Barajas, an American-born citizen, said Saturday that the measure, which calls for police officers to demand proof of legal residency when they have “reasonable suspicion” that a person may be in the United States illegally, was unfair and discriminatory.

Unlike Waldstein, Barajas at least noted that police had to first pull over someone for a non-immigration matter, before asking if he was in the country legally.
(On July 28, Democratic federal Judge Susan Bolton intervened on behalf of the “Obama” Administration, to sabotage the new law.)
I have written on and off for several years of how a great many Hispanic players, including Puerto Ricans, clearly think of themselves as playing for a separate, Hispanic team of their own, rather than for the American teams that pay them (Toronto obviously doesn’t figure in this conversation).
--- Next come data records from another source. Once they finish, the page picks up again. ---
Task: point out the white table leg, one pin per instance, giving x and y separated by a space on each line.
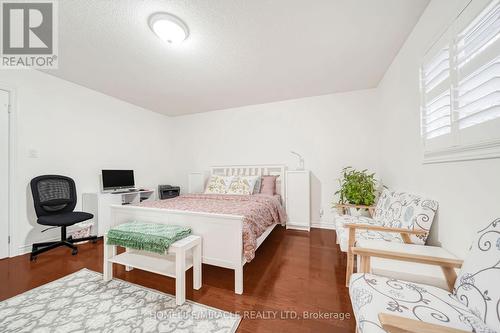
238 280
180 276
128 268
197 267
109 252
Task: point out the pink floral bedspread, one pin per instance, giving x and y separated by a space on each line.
258 211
During the mid-to-late 2000s, the Mets’ Puerto Rican stars Carlos Beltran and Carlos Delgado showed contempt towards the overwhelmingly white Mets fans who cheered them on.
Beltran eventually came around, but only after being implored once, twice, and three times by teammate Julio Franco to give the fans a curtain call, following an April, 2006 home run. Franco saved Beltran’s career. Had Beltran not had the good sense to listen to Franco, the fans would have (hopefully) run him out of town, and his career would have been in shambles.

Delgado was even worse. Before he played his first game as a Met in 2006, owner Fred Wilpon had to order him to stand at attention for the playing of “God Bless America.” Delgado had refused to do so, while playing in Florida, claiming dishonestly that it was out of opposition to the War in Iraq.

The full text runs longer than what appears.